Türkiye'de siyasi istikrarın seçimlerin zamanında yapılması ile alakalı olduğunu anlatan Serdengeçti, son 15 yılda 3 yılda seçime giden Türkiye'nin reel faizleri yakalamasını zorlaştırdığını kaydetti. Yeni düzenlemelerden sonra seçimlerin artık para politikalarını etkilemeyeceğini savunan Merkez Bankası Başkanı Süreyya Serdengeçti, "Merkez Bankası kısa vadeli faizleri değiştirirken, gelecekteki enflasyon hedeflemesinden başka yerlere bakarsa, ödemeler dengesi, döviz kurları, kamu maliyesine bakarsa, bu sizlere karşı karışık sinyal verilmesi anlamına gelir ki, bu karışık sinyallerin sonucunda reel faiz bırakın düşmeyi yükselir" dedi.

"FİYAT İSTİKRARINI SAĞLAMAK"

Son 25 yılda makro dengelerle alakalı politikaların sürekli değişmesinden zarar gördüklerini ifade eden Serdengeçti, fiyat istikrarı politikasında sabırlı olunmasını tavsiye etti. Serdengeçti, "Sürdürülebilir bir büyüme lazımdır. Sürdürülemez büyümeler zarar veriyor.
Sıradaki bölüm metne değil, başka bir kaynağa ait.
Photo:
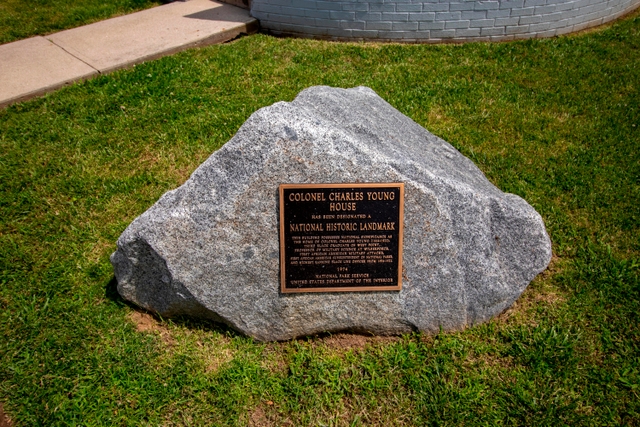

Yüzde 12 büyümeden 6 ay sonra krize girmekle fiyat istikrarı sağlamayamayız. Son 25 yılda çok değişik politikalar denedik. Ama fiyat istikrarı sağlayamadık. 87-88 de ihracatı destekledik. Ama ihracatımız istikrarlı olmadı. 90 larda büyümeyi destekledik, ama büyümemiz istikrara gelmedi. 25 yıllık yanlışı bitirmek istiyoruz. Fiyat istikrarı sağlamalıyız. Bu rejimin uygulamasında ilk aşamada enflasyon büyüme ikilemi ortaya çıkabilir. Bu konuda verilmesi gereken karar şu, bir özveri yapmamız gerekiyor. Böyle bir ikilem var ise, büyümeden bir süre vazgeçerek, fiyat istikrarını sağlamamız gerekiyor. Bu özveriyi gösterirsek, daha sonra bundan kazanacağımız gelirin daha fazla olacağına inanıyorum. Türkiye'de o kadar büyük özveriyi göstermekte gerekmiyor" diye mesaj verdi.
Serdengeçti, Türkiye'de kronik enflasyon sebebiyle piyasaların kırılgan bir yapısı olduğuna dikkat çekti.

KAMU ZAMLARI

Serdengeçti, Merkez Bankası'nın politikasındaki olumsuzlukları ise şöyle sıraladı: "Bu politikada dikkat edilecek hususların başında mallarımıza ve hizmetlerimize sürekli zam yapmak olmamalı. Geçmiş dönemin enflasyonuna göre değil, hedeflenen enflasyona göre fiyat politikalarınızı belirleyin. Aksi takdirde zarar edersiniz. Türkiye'de kamu açıklarını kapatmanın en kolayı yolu, kamu mallarının fiyatlarına zam yapmak olarak görülüyor. Sonunda biz Türkiye'de bazı kamu mallarının dünyadaki en pahalı ürünler olması konusu üzerinde duracağız" diye konuştu.

"SIFIRLARI ATMAK İÇİN ERKEN"

Merkez Bankası Başkanı Serdengeçti, Bursalı işadamlarının sorularını cevaplandırırken, paradan bugün için sıfırları atmanın erken olduğunu belirterek, düzenli bir ekonomik yapıya geçip, tek haneli enflasyon rakamı hedefini yakalandığında sıfırları atmanın daha mantıklı olacağını dile getirdi. Serdengeçti, 2002'de yüzde 30, 2003'te yüzde 20 ve 2004'te ise yüzde 12'lik enflasyon hedefini yakaladıktan sonra sıfırların atılabileceğini ifade ederek, bugünkü yüksek enflasyonda sıfırları atmanın bir anlamı olmayacağını söyledi. Serdengeçti, bir soru üzerine, bütün tasarruflarını Türk lirası olarak B tipi fonlarda tuttuğunu sözlerine ekledi.